To drown or not to drown? – a “finely balanced decision”, says MEP
The scandal of the government’s new policy to let the Mediterranean boat people drown (see my earlier blog: http://wp.me/p2Ygy5-b4 ) continued last night on Channel 4 News. The previous policy of supporting rescue operations in the Mediterranean, the government has decided, had only encouraged people to board ramshackle boats to find safety in Europe when, if they knew there would be nobody to rescue them if they got into life-threatening difficulties, they would stay where they were. So rescue had to stop and the boat people had to learn the lesson.
Conservative MEP Daniel Hannan defended the new policy and looked only momentarily uncomfortable when Jon Snow remarked that letting people drown “seems to be an intolerable decision”.
“Well”, said Hannan, “it’s a finely balanced one.”
So it is, Daniel, so it is.
My friend Robert Marcus was shocked at the whole idea and compared it to “withdrawing support from the fire brigade as its continuing existence encourages people to be careless with matches.”
Exactly.
Not that the boat people themselves are being careless. The Refugee Council’s Maurice Wren said on the same programme:
“People will move, they will find a way to find safety or they will make every attempt to find safety. And the point we make is that when you’re standing on the quayside in Tripoli, about to board a rickety, overcrowded boat, that’s a rational decision for many people, because it’s their best chance of safety.”
On the “finely balanced decision”, Hannan also said that he couldn’t “imagine what it’s like to take that decision, and the burden of responsibility … I’m very glad I’m not the person having to do it.”
Really? Earlier, Snow had asked him whether, if the policy came up in the European Parliament, he would vote for it. Hannen avoided the question. But he clearly would vote for it. Which, in my book, would make him responsible. You can’t avoid it, Daniel, that old “burden of responsibility”.
The Lady’s not for rescue
People fleeing persecution who find themselves crossing the Mediterranean in crowded, unstable boats often don’t make it. They drown.

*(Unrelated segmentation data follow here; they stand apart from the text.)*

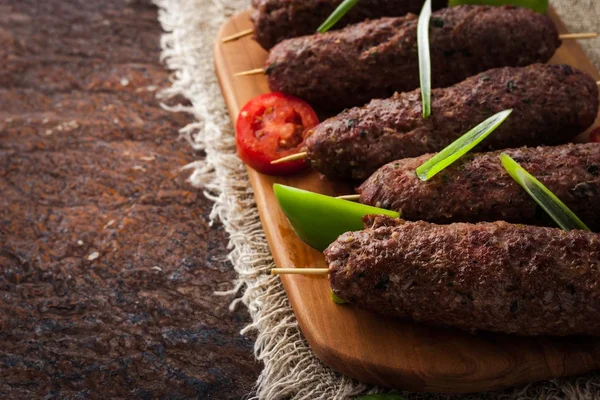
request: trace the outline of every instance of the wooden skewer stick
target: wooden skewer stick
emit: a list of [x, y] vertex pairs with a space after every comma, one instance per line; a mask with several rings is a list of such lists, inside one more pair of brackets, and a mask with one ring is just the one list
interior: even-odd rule
[[[237, 39], [241, 39], [244, 36], [248, 36], [254, 33], [254, 29], [246, 29], [243, 31], [240, 31], [238, 33], [234, 33], [233, 35], [229, 35], [224, 37], [223, 39], [221, 39], [221, 42], [223, 43], [227, 43], [227, 42], [232, 42], [234, 40]], [[562, 35], [559, 35], [559, 38], [561, 40], [568, 40], [568, 39], [594, 39], [598, 37], [598, 33], [597, 32], [583, 32], [583, 33], [563, 33]]]
[[256, 68], [256, 69], [251, 69], [250, 71], [238, 72], [237, 74], [234, 74], [233, 76], [260, 75], [260, 74], [264, 74], [264, 73], [265, 73], [264, 68]]
[[306, 152], [303, 151], [301, 153], [296, 153], [296, 154], [289, 155], [287, 157], [281, 157], [281, 158], [278, 158], [277, 160], [273, 160], [273, 161], [271, 161], [271, 164], [279, 164], [282, 162], [304, 160], [305, 158], [306, 158]]
[[327, 275], [329, 268], [273, 268], [271, 275]]
[[[252, 33], [252, 32], [253, 32], [252, 29], [248, 29], [246, 31], [236, 33], [235, 35], [227, 36], [226, 38], [223, 39], [223, 42], [229, 42], [231, 40], [235, 40], [238, 37], [248, 35], [249, 33]], [[594, 38], [597, 38], [598, 36], [599, 36], [598, 32], [582, 32], [582, 33], [563, 33], [562, 35], [559, 35], [559, 38], [561, 40], [594, 39]], [[234, 76], [260, 75], [260, 74], [264, 74], [264, 73], [265, 73], [264, 68], [256, 68], [256, 69], [251, 69], [249, 71], [238, 72]]]
[[336, 199], [348, 200], [348, 201], [358, 201], [360, 200], [360, 194], [347, 194], [345, 196], [338, 196]]
[[563, 33], [558, 36], [560, 40], [567, 39], [594, 39], [598, 37], [598, 32], [584, 32], [584, 33]]
[[223, 39], [221, 39], [221, 42], [223, 42], [223, 43], [231, 42], [236, 39], [243, 38], [244, 36], [248, 36], [252, 33], [254, 33], [254, 29], [246, 29], [245, 31], [241, 31], [238, 33], [234, 33], [233, 35], [224, 37]]

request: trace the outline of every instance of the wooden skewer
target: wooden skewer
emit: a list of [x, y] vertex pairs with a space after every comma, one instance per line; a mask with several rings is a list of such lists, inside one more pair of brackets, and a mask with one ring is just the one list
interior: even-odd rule
[[594, 39], [598, 37], [598, 32], [584, 32], [584, 33], [563, 33], [558, 36], [560, 40], [567, 39]]
[[296, 154], [289, 155], [287, 157], [282, 157], [282, 158], [278, 158], [277, 160], [273, 160], [273, 161], [271, 161], [271, 164], [279, 164], [282, 162], [304, 160], [305, 158], [306, 158], [306, 152], [303, 151], [301, 153], [296, 153]]
[[[248, 36], [254, 33], [254, 29], [246, 29], [240, 31], [238, 33], [234, 33], [233, 35], [229, 35], [221, 39], [222, 43], [233, 42], [234, 40], [241, 39], [244, 36]], [[597, 32], [583, 32], [583, 33], [563, 33], [559, 35], [561, 40], [569, 40], [569, 39], [594, 39], [598, 37]]]
[[231, 42], [236, 39], [243, 38], [244, 36], [248, 36], [252, 33], [254, 33], [254, 29], [246, 29], [245, 31], [241, 31], [238, 33], [234, 33], [233, 35], [224, 37], [223, 39], [221, 39], [221, 42], [223, 42], [223, 43]]
[[271, 275], [327, 275], [329, 268], [273, 268]]
[[238, 72], [237, 74], [234, 74], [233, 76], [260, 75], [260, 74], [264, 74], [264, 73], [265, 73], [264, 68], [256, 68], [256, 69], [251, 69], [250, 71]]
[[340, 200], [348, 200], [348, 201], [358, 201], [360, 200], [360, 194], [347, 194], [345, 196], [338, 196], [336, 199]]

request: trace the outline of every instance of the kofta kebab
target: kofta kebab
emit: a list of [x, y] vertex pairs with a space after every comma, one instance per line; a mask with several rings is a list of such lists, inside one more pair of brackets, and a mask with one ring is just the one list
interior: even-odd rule
[[[359, 2], [360, 4], [360, 2]], [[417, 16], [382, 18], [288, 39], [269, 52], [269, 88], [339, 111], [419, 86]], [[457, 6], [431, 17], [433, 87], [491, 68], [548, 61], [560, 46], [552, 20], [516, 7]]]
[[[423, 118], [421, 90], [413, 90], [420, 78], [417, 17], [397, 17], [422, 1], [378, 1], [386, 4], [379, 8], [359, 1], [344, 23], [394, 18], [283, 40], [314, 31], [341, 2], [308, 1], [296, 9], [297, 1], [253, 2], [255, 35], [265, 48], [274, 46], [257, 72], [286, 95], [265, 95], [271, 97], [242, 109], [240, 156], [257, 168], [247, 157], [258, 150], [244, 145], [240, 133], [264, 137], [271, 155], [291, 154], [276, 163], [298, 166], [305, 159], [327, 177], [363, 181], [357, 200], [408, 221], [366, 216], [363, 230], [342, 234], [325, 250], [328, 268], [273, 273], [327, 274], [340, 300], [432, 325], [600, 335], [600, 235], [548, 227], [552, 220], [500, 160], [501, 153], [512, 157], [584, 228], [600, 229], [600, 144], [564, 144], [594, 123], [598, 85], [568, 65], [541, 64], [561, 43], [552, 21], [516, 7], [433, 13], [429, 44], [438, 89]], [[318, 124], [310, 106], [288, 94], [320, 110], [358, 107]], [[425, 181], [415, 172], [431, 153], [504, 110], [512, 112], [476, 147], [480, 153]], [[273, 121], [285, 127], [283, 139], [269, 136]], [[501, 149], [508, 150], [481, 153]]]
[[[254, 39], [269, 50], [284, 39], [310, 35], [317, 31], [343, 0], [252, 0], [252, 23], [254, 29], [237, 32], [223, 42], [230, 42], [254, 34]], [[433, 0], [432, 8], [438, 10], [448, 4], [447, 0]], [[360, 0], [335, 25], [344, 26], [381, 17], [401, 17], [418, 13], [423, 0]], [[595, 33], [569, 34], [565, 38], [591, 38]]]

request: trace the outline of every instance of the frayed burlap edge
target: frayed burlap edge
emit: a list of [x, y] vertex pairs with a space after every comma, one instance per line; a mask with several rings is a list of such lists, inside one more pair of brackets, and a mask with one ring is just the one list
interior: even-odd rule
[[[154, 0], [166, 32], [161, 59], [173, 71], [172, 86], [160, 93], [167, 99], [182, 95], [191, 106], [163, 107], [188, 112], [196, 122], [180, 130], [205, 159], [188, 165], [191, 183], [214, 201], [211, 221], [219, 220], [229, 234], [228, 259], [238, 278], [231, 291], [243, 303], [255, 331], [255, 356], [264, 364], [252, 399], [348, 399], [378, 388], [348, 379], [323, 365], [308, 347], [273, 267], [246, 171], [235, 153], [233, 129], [213, 67], [212, 49], [220, 25], [248, 7], [247, 0]], [[600, 377], [550, 381], [506, 392], [444, 396], [405, 393], [408, 399], [598, 399]]]

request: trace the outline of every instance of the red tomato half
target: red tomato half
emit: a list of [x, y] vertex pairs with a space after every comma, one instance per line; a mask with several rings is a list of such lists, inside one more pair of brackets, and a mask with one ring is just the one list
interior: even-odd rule
[[293, 174], [306, 167], [304, 160], [275, 165], [271, 161], [303, 151], [306, 132], [318, 123], [317, 114], [303, 100], [283, 93], [257, 96], [238, 115], [238, 155], [264, 174]]
[[600, 143], [600, 127], [590, 132], [590, 141]]

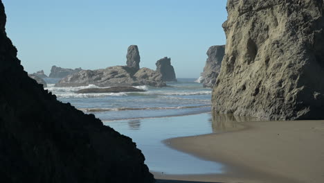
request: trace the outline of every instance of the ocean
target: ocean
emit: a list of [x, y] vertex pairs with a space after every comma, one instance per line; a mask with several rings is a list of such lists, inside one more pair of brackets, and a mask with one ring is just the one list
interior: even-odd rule
[[93, 85], [55, 87], [57, 78], [46, 78], [59, 101], [91, 113], [104, 124], [129, 136], [144, 154], [151, 171], [168, 174], [219, 173], [222, 165], [171, 149], [163, 140], [213, 132], [211, 89], [195, 78], [178, 78], [168, 87], [138, 86], [145, 92], [75, 94]]

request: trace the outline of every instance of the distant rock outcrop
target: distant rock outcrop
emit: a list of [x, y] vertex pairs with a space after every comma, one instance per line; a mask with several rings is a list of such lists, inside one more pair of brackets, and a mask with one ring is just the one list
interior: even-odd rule
[[126, 58], [126, 64], [128, 67], [134, 68], [136, 71], [140, 69], [141, 57], [136, 45], [131, 45], [128, 47]]
[[[137, 69], [137, 65], [132, 67], [132, 63], [139, 64], [139, 53], [137, 46], [132, 45], [127, 51], [127, 66], [114, 66], [97, 70], [82, 70], [62, 78], [55, 84], [56, 87], [78, 87], [90, 84], [99, 87], [112, 86], [139, 86], [165, 87], [161, 74], [147, 68]], [[136, 56], [138, 55], [138, 56]], [[138, 64], [139, 67], [139, 64]]]
[[174, 69], [171, 65], [171, 58], [165, 57], [156, 61], [156, 71], [162, 76], [163, 81], [177, 81]]
[[60, 67], [56, 67], [54, 65], [52, 67], [52, 69], [51, 69], [51, 73], [48, 76], [48, 77], [63, 78], [70, 74], [79, 72], [82, 70], [82, 69], [81, 68], [76, 68], [74, 69], [65, 69], [65, 68], [62, 68]]
[[220, 72], [222, 60], [225, 54], [225, 45], [210, 46], [207, 51], [208, 58], [206, 61], [204, 71], [201, 74], [199, 82], [204, 87], [213, 88], [216, 78]]
[[324, 4], [228, 0], [217, 113], [273, 120], [324, 119]]
[[32, 74], [28, 74], [28, 76], [37, 82], [38, 84], [42, 84], [43, 85], [43, 87], [47, 87], [47, 84], [46, 82], [40, 77], [32, 73]]
[[44, 71], [42, 70], [42, 71], [37, 71], [35, 73], [32, 73], [33, 75], [34, 76], [38, 76], [41, 78], [47, 78], [47, 76], [44, 73]]
[[136, 143], [28, 76], [0, 0], [0, 182], [154, 182]]

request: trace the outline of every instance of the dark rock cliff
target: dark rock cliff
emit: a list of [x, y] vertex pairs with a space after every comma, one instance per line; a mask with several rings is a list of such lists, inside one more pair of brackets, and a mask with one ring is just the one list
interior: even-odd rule
[[43, 87], [47, 87], [47, 83], [46, 82], [45, 82], [42, 78], [39, 77], [37, 75], [35, 75], [34, 73], [32, 73], [32, 74], [28, 74], [28, 76], [33, 79], [34, 79], [35, 80], [36, 80], [36, 82], [38, 83], [38, 84], [42, 84], [43, 85]]
[[177, 81], [174, 69], [171, 65], [171, 58], [165, 57], [156, 61], [156, 71], [162, 76], [163, 81]]
[[152, 182], [129, 137], [28, 76], [0, 0], [0, 182]]
[[220, 72], [222, 60], [225, 54], [225, 45], [210, 46], [206, 54], [208, 58], [201, 73], [200, 82], [204, 87], [213, 88]]
[[51, 73], [48, 77], [63, 78], [70, 74], [79, 72], [82, 70], [82, 69], [81, 68], [76, 68], [76, 69], [72, 69], [62, 68], [62, 67], [56, 67], [53, 65], [52, 66], [52, 68], [51, 69]]
[[228, 0], [217, 113], [324, 119], [322, 0]]

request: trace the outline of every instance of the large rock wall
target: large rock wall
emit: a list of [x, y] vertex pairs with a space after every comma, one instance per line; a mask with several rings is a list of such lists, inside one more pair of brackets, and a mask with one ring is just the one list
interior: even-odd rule
[[217, 113], [324, 119], [322, 0], [228, 0]]
[[222, 60], [225, 54], [225, 45], [212, 46], [206, 53], [208, 55], [204, 71], [201, 74], [200, 82], [204, 87], [213, 87], [220, 72]]
[[28, 76], [0, 0], [0, 182], [152, 182], [129, 137]]
[[50, 78], [63, 78], [66, 77], [69, 75], [78, 73], [82, 69], [81, 68], [76, 68], [76, 69], [66, 69], [62, 68], [60, 67], [56, 67], [55, 65], [52, 66], [51, 69], [51, 73], [48, 76]]

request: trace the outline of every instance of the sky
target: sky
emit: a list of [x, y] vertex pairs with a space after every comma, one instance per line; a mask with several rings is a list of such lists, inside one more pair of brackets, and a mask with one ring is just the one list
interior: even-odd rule
[[138, 46], [141, 67], [171, 58], [177, 78], [198, 78], [213, 45], [226, 43], [226, 0], [2, 0], [6, 32], [28, 73], [51, 67], [126, 64]]

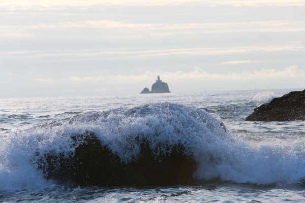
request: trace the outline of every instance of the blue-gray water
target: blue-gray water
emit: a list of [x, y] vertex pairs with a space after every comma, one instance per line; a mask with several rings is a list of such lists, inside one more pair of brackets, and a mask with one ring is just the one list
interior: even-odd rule
[[[290, 90], [0, 99], [0, 202], [304, 202], [305, 122], [245, 121], [255, 108]], [[29, 155], [23, 156], [31, 151], [31, 139], [45, 132], [39, 126], [46, 122], [159, 102], [206, 109], [229, 129], [235, 145], [209, 151], [229, 160], [215, 168], [218, 180], [142, 188], [72, 187], [44, 180], [29, 165]], [[206, 179], [203, 174], [199, 177]]]

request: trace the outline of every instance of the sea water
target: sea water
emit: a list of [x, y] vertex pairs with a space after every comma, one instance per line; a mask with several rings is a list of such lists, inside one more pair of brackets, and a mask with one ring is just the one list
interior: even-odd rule
[[[245, 121], [291, 90], [0, 99], [0, 202], [304, 202], [305, 122]], [[127, 162], [137, 153], [128, 150], [133, 134], [151, 145], [182, 142], [198, 163], [198, 181], [84, 187], [46, 180], [35, 153], [73, 150], [63, 134], [87, 130]]]

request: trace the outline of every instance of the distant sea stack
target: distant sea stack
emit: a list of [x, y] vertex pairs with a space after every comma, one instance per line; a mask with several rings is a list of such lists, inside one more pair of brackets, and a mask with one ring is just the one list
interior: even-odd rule
[[152, 93], [170, 93], [167, 83], [160, 80], [160, 77], [158, 76], [158, 79], [156, 82], [152, 84], [151, 91], [147, 87], [144, 88], [141, 92], [141, 94], [149, 94]]
[[305, 120], [305, 90], [291, 92], [274, 98], [269, 104], [254, 110], [248, 121], [289, 121]]

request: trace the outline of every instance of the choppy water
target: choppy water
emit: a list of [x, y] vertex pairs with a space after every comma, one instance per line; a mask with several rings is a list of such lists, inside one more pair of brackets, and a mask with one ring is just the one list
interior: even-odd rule
[[[245, 121], [255, 108], [290, 90], [0, 99], [0, 202], [304, 202], [305, 122]], [[28, 143], [46, 133], [41, 124], [159, 102], [204, 109], [224, 122], [233, 142], [209, 149], [227, 159], [210, 169], [215, 174], [199, 170], [197, 176], [205, 180], [196, 185], [81, 188], [44, 180], [26, 162], [34, 146]]]

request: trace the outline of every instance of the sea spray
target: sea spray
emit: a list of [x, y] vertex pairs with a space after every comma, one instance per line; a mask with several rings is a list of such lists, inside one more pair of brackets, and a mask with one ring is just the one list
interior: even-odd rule
[[236, 140], [218, 118], [205, 111], [165, 103], [84, 113], [2, 137], [1, 189], [53, 184], [44, 178], [37, 161], [48, 153], [73, 155], [83, 143], [71, 145], [71, 136], [87, 131], [94, 133], [122, 163], [131, 162], [140, 154], [139, 136], [156, 153], [166, 154], [180, 144], [181, 152], [197, 164], [194, 174], [197, 180], [286, 184], [304, 177], [305, 149], [300, 143]]

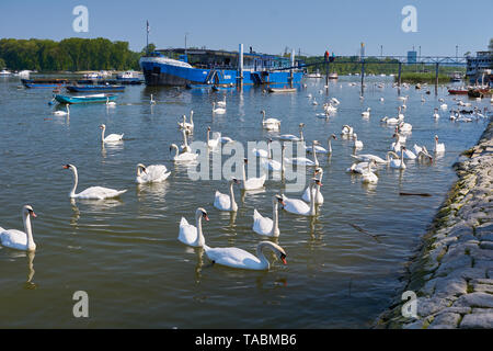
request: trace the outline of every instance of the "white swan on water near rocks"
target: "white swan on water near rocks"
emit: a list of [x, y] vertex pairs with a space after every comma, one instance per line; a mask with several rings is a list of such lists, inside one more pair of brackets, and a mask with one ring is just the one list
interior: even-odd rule
[[185, 217], [180, 220], [179, 240], [185, 245], [193, 247], [203, 247], [205, 245], [204, 234], [202, 233], [202, 218], [209, 220], [207, 211], [198, 207], [195, 211], [195, 224], [193, 226], [188, 224]]
[[230, 268], [244, 270], [268, 270], [271, 263], [262, 252], [264, 248], [268, 248], [276, 253], [277, 258], [286, 263], [286, 252], [284, 249], [272, 241], [261, 241], [256, 246], [256, 256], [239, 249], [239, 248], [209, 248], [204, 245], [204, 251], [214, 263], [227, 265]]
[[229, 181], [229, 195], [222, 194], [216, 190], [214, 197], [214, 207], [220, 211], [237, 212], [238, 204], [234, 201], [233, 184], [239, 184], [238, 179], [233, 178]]
[[70, 114], [70, 107], [69, 107], [69, 104], [66, 104], [66, 105], [65, 105], [65, 109], [66, 109], [67, 111], [57, 110], [57, 111], [55, 111], [53, 114], [56, 115], [56, 116], [68, 116], [68, 115]]
[[79, 182], [79, 177], [77, 173], [77, 167], [70, 163], [64, 166], [65, 169], [69, 169], [73, 173], [73, 188], [69, 193], [70, 199], [92, 199], [92, 200], [104, 200], [104, 199], [113, 199], [122, 195], [126, 192], [126, 190], [115, 190], [103, 186], [91, 186], [85, 189], [84, 191], [76, 194], [77, 184]]
[[0, 242], [5, 248], [21, 251], [35, 251], [36, 244], [33, 239], [33, 229], [31, 227], [31, 217], [35, 218], [36, 214], [31, 205], [22, 206], [22, 220], [24, 223], [24, 231], [18, 229], [3, 229], [0, 227]]
[[285, 205], [283, 197], [279, 195], [272, 196], [272, 217], [274, 220], [268, 217], [263, 217], [256, 208], [253, 210], [253, 231], [267, 237], [279, 236], [279, 204]]
[[192, 154], [192, 152], [182, 152], [179, 154], [179, 147], [176, 146], [176, 144], [171, 144], [170, 146], [170, 152], [172, 149], [175, 149], [175, 154], [173, 156], [173, 161], [176, 162], [190, 162], [190, 161], [195, 161], [198, 157], [198, 154]]
[[110, 134], [108, 136], [104, 137], [104, 132], [106, 131], [106, 125], [102, 124], [100, 125], [101, 129], [101, 141], [102, 143], [115, 143], [115, 141], [122, 141], [123, 134]]
[[[317, 193], [320, 192], [320, 186], [322, 186], [322, 183], [318, 179], [313, 179], [310, 183], [310, 192], [312, 192], [312, 189], [317, 186]], [[316, 194], [317, 194], [316, 193]], [[283, 201], [285, 202], [285, 205], [283, 206], [284, 210], [286, 210], [289, 213], [293, 213], [295, 215], [301, 215], [301, 216], [314, 216], [317, 215], [316, 212], [316, 196], [311, 196], [310, 199], [310, 205], [307, 205], [307, 203], [302, 200], [298, 199], [289, 199], [286, 195], [283, 194]]]
[[139, 184], [158, 183], [167, 180], [171, 172], [168, 171], [164, 165], [151, 165], [146, 167], [142, 163], [138, 163], [135, 181]]

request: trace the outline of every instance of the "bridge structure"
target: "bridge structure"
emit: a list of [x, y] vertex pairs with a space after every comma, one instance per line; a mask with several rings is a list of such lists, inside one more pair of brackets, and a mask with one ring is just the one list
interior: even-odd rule
[[357, 64], [362, 66], [362, 94], [364, 92], [364, 83], [365, 83], [365, 64], [371, 65], [398, 65], [398, 86], [401, 86], [401, 72], [402, 65], [411, 66], [411, 65], [427, 65], [435, 66], [435, 94], [438, 93], [438, 70], [439, 66], [457, 66], [463, 67], [467, 65], [466, 57], [459, 56], [417, 56], [410, 59], [408, 56], [325, 56], [323, 59], [310, 63], [310, 64], [300, 64], [297, 66], [286, 67], [283, 70], [293, 70], [294, 69], [302, 69], [306, 67], [325, 67], [325, 87], [329, 89], [329, 72], [330, 66], [336, 64]]

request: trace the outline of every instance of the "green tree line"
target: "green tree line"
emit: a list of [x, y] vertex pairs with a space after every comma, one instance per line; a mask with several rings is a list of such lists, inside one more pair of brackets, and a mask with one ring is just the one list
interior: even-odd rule
[[141, 53], [106, 38], [0, 39], [0, 66], [38, 71], [139, 69]]

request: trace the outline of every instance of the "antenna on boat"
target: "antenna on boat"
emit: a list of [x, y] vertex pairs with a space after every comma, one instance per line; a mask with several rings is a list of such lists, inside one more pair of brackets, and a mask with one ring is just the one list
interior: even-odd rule
[[149, 54], [149, 21], [146, 21], [146, 23], [147, 23], [147, 27], [146, 27], [146, 31], [147, 31], [146, 52], [147, 52], [147, 54]]

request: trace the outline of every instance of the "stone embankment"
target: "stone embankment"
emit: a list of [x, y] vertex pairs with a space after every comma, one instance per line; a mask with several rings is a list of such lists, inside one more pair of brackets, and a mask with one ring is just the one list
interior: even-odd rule
[[417, 298], [403, 317], [398, 296], [375, 328], [493, 328], [493, 122], [469, 158], [454, 167], [459, 180], [408, 267], [404, 291]]

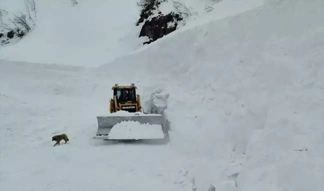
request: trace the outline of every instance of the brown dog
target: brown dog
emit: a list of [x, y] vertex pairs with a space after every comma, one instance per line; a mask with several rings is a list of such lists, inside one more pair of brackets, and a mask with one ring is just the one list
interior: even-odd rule
[[55, 140], [56, 142], [54, 144], [54, 146], [56, 146], [56, 144], [60, 145], [60, 142], [62, 140], [65, 140], [66, 144], [66, 142], [68, 141], [68, 136], [64, 134], [59, 134], [58, 136], [52, 136], [52, 141]]

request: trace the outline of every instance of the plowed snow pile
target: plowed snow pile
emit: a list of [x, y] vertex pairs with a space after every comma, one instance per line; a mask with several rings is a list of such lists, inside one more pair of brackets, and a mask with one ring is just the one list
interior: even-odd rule
[[163, 138], [164, 134], [160, 125], [124, 121], [114, 126], [108, 137], [110, 139]]

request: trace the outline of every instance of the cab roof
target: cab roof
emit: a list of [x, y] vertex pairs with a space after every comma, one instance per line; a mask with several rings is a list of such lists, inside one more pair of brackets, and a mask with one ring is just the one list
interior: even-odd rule
[[124, 88], [135, 88], [137, 89], [137, 87], [135, 86], [112, 86], [112, 90], [114, 89], [124, 89]]

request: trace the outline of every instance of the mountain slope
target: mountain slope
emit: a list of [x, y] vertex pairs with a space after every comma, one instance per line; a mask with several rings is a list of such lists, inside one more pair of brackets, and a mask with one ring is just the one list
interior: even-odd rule
[[[96, 68], [0, 60], [2, 190], [322, 190], [324, 6], [266, 0]], [[90, 140], [130, 82], [166, 108], [169, 143]]]

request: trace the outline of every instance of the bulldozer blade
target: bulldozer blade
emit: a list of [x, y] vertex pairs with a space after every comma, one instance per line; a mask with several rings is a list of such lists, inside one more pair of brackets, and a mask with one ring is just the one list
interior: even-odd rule
[[[96, 136], [92, 137], [94, 140], [113, 140], [110, 138], [109, 134], [112, 128], [117, 124], [123, 121], [136, 121], [140, 124], [162, 124], [162, 116], [97, 116], [98, 122], [98, 130]], [[156, 138], [153, 138], [156, 139]], [[118, 138], [118, 140], [124, 138]], [[128, 138], [124, 138], [128, 139]], [[150, 139], [144, 138], [140, 139]]]

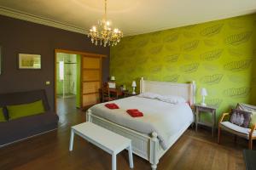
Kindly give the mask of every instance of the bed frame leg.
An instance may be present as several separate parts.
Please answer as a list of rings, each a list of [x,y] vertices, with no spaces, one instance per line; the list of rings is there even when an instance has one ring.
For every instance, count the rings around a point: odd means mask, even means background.
[[[86,111],[86,122],[91,122],[91,110],[90,109],[89,109]]]
[[[158,145],[159,140],[157,139],[157,133],[155,132],[152,133],[152,139],[150,142],[150,163],[152,170],[156,170],[158,159]]]
[[[156,170],[157,164],[151,164],[152,170]]]

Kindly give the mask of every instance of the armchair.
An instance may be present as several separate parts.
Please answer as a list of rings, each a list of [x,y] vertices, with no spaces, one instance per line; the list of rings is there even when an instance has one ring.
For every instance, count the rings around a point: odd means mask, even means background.
[[[253,106],[253,110],[254,110],[254,107]],[[256,139],[256,123],[251,125],[250,128],[243,128],[236,124],[233,124],[232,122],[229,121],[224,121],[224,118],[228,116],[230,116],[230,113],[224,113],[219,119],[218,122],[218,143],[220,143],[220,135],[221,135],[221,130],[227,131],[229,133],[231,133],[241,138],[245,138],[249,140],[248,143],[248,149],[252,150],[253,148],[253,140]]]

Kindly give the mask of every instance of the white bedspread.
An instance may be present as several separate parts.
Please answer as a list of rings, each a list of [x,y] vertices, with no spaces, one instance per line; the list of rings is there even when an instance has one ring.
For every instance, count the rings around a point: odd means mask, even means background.
[[[115,103],[120,109],[110,110],[104,106],[106,103],[102,103],[92,106],[92,113],[145,134],[156,132],[164,150],[170,137],[185,124],[192,123],[194,119],[192,110],[186,103],[172,105],[137,96],[108,103]],[[131,117],[126,113],[128,109],[138,109],[144,116]]]

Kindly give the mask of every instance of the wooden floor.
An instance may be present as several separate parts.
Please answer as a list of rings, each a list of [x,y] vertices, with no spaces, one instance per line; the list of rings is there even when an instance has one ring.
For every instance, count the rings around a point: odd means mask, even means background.
[[[68,104],[73,105],[70,99],[61,102],[66,107],[59,110],[58,130],[1,148],[1,170],[111,169],[111,156],[78,136],[73,151],[68,151],[70,127],[84,122],[85,113],[68,108]],[[158,169],[245,169],[242,149],[247,148],[247,141],[238,139],[235,144],[232,136],[224,135],[219,145],[216,136],[212,137],[210,129],[199,128],[198,133],[188,129],[160,159]],[[118,155],[117,164],[119,170],[129,169],[127,151]],[[134,169],[150,169],[148,162],[136,156],[134,166]]]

As a result of the Lampedusa tragedy in 2013, when 500 people died, the Italian authorities launched a search and rescue operation called Mare Nostrum, which scans the Mediterranean for boats in trouble and rescues as many people as it can. The scheme involves the participation of the Italian navy and, since Lampedusa, has managed to save at least 150,000 lives.
The operation is now being closed down. According to The Guardian:
“The Italian authorities have said their operation, which involves a significant part of the Italian navy, is unsustainable. Despite its best efforts, more than 2,500 people are known to have drowned or gone missing in the Mediterranean since the start of the year.”[1]
It will not be replaced by anything remotely like it being set up by the European Union or any member state – in effect there will just be a border-control operation.
The saving of 150,000 lives must be considered a worthwhile achievement by any normal standards – but not according to Lady Anelay, minister of state at the Foreign Office. The UK, she announced (“quietly”, according to The Guardian) would not support any future search and rescue operations. Her Ladyship believes that any such operation in these waters represents an “unintended ‘pull factor’” on people which encourages them to board ramshackle boats to Europe’s shores when they otherwise wouldn’t do so.
They don’t need rescue, according to Lady Anelay. They need discipline and punishment. Apparently, drowning them will teach them a lesson and discourage others. What she said was this: if the UK were to fund a new search and rescue operation it would encourage “more migrants to attempt the dangerous sea crossing”. This would lead “to more tragic and unnecessary deaths”. Presumably the deaths that will be caused by the government’s no-rescue policy will be untragic and necessary to good order. Discipline and punish. If you drown in your attempt to flee persecution in your own country don’t go whining to her Ladyship. She’s warned you what to expect.
And the government wants new immigrants and citizens to adopt “British values”? Well, if Lady Anelay’s announcement is an expression of those values, it has to be said that all the Mediterranean boat people and all the new immigrants and new citizens in the UK are better than that.
Read The Guardian’s dossier on the Mediterranean migrants: http://www.theguardian.com/world/2014/oct/20/-sp-migrants-tales-asylum-sea-mediterranean
[1] The Guardian, Monday 27 October 2014.